Last year, tech companies reported over 45 million online photos and videos of children being sexually abused — more than double what they found the previous year.
Online predators create and share the illegal material, which is increasingly cloaked by technology. Tech companies, the government and the authorities are no match.
The images are horrific. Children, some just 3 or 4 years old, being sexually abused and in some cases tortured.
Pictures of child sexual abuse have long been produced and shared to satisfy twisted adult obsessions. But it has never been like this: Technology companies reported a record 45 million online photos and videos of the abuse last year.
More than a decade ago, when the reported number was less than a million, the proliferation of the explicit imagery had already reached a crisis point. Tech companies, law enforcement agencies and legislators in Washington responded, committing to new measures meant to rein in the scourge. Landmark legislation passed in 2008.
Yet the explosion in detected content kept growing — exponentially.
An investigation by The New York Times found an insatiable criminal underworld that had exploited the flawed and insufficient efforts to contain it. As with hate speech and terrorist propaganda, many tech companies failed to adequately police sexual abuse imagery on their platforms, or failed to cooperate sufficiently with the authorities when they found it.
Law enforcement agencies devoted to the problem were left understaffed and underfunded, even as they were asked to handle far larger caseloads.

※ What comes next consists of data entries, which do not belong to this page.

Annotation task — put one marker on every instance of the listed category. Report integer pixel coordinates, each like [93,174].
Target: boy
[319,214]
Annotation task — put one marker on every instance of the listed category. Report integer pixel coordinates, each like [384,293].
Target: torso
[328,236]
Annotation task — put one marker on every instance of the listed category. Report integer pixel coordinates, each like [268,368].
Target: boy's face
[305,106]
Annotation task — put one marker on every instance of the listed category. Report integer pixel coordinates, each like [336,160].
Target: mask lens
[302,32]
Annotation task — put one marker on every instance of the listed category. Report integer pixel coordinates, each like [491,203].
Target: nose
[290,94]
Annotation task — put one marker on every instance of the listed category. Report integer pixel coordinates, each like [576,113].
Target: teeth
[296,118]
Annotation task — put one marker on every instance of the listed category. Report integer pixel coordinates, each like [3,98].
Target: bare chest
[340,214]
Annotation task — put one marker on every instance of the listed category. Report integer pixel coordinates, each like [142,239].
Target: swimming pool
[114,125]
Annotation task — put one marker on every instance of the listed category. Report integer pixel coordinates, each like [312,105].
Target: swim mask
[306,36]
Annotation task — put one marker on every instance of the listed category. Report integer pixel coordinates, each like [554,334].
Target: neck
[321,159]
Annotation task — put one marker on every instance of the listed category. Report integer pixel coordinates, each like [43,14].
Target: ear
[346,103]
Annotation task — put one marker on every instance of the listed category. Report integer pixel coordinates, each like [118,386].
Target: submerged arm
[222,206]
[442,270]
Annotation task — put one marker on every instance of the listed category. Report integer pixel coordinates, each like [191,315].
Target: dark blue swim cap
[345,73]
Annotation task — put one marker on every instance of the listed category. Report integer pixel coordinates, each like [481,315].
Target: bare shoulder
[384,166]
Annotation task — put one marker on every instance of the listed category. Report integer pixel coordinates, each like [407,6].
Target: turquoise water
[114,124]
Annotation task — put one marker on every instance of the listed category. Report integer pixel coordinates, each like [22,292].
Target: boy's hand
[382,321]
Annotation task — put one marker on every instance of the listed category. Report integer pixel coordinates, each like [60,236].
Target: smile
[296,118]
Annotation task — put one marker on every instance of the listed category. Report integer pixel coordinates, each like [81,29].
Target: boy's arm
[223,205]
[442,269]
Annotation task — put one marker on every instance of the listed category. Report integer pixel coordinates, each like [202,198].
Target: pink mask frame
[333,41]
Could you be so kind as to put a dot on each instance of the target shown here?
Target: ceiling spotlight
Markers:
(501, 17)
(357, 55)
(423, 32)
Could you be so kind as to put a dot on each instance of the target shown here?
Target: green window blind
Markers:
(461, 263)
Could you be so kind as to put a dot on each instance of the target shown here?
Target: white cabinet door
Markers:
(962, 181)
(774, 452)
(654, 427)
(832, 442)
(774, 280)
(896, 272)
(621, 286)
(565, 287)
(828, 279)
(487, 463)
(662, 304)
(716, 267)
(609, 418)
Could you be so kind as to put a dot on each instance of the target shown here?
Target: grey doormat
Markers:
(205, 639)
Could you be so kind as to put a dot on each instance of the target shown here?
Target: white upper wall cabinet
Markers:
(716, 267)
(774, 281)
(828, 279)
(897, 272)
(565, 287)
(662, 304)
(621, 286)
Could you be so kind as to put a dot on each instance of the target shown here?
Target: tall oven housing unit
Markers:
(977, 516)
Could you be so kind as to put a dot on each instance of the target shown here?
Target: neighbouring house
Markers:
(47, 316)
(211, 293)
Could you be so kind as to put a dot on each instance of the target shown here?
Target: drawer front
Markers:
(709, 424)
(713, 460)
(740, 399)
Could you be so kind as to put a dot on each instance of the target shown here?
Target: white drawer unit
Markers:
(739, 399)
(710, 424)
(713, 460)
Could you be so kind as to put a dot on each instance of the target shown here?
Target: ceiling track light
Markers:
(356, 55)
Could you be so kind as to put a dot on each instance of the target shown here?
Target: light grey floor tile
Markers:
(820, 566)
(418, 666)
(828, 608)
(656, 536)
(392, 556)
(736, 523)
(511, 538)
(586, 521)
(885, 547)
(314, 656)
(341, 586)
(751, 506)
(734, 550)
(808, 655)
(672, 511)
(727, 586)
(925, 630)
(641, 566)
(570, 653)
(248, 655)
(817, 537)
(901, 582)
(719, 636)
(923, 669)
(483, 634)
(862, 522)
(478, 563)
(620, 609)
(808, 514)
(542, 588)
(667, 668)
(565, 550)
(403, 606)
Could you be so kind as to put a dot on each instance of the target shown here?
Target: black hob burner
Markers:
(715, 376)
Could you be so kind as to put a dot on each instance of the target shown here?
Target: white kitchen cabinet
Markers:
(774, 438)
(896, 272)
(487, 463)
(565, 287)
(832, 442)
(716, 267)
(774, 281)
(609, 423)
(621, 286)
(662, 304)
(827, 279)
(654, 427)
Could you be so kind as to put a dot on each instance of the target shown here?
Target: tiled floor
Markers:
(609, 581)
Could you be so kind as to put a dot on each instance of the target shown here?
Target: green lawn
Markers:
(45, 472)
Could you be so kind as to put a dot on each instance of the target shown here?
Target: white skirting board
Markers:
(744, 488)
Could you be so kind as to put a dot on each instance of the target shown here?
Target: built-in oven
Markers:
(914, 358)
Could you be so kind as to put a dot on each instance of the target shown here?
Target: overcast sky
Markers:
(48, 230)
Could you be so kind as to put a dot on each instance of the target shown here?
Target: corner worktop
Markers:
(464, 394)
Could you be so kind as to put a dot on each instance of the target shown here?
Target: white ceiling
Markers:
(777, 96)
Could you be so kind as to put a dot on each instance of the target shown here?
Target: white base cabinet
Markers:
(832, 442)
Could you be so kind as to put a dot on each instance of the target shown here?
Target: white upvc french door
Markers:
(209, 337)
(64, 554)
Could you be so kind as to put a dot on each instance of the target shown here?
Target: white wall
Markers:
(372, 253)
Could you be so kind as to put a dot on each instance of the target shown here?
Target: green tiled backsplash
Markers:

The Justice Department, given a major role by Congress, neglected even to write mandatory monitoring reports, nor did it appoint a senior executive-level official to lead a crackdown. And the group tasked with serving as a federal clearinghouse for the imagery — the go-between for the tech companies and the authorities — was ill equipped for the expanding demands.
A paper recently published in conjunction with that group, the National Center for Missing and Exploited Children, described a system at “a breaking point,” with reports of abusive images “exceeding the capabilities of independent clearinghouses and law enforcement to take action.” It suggested that future advancements in machine learning might be the only way to catch up with the criminals.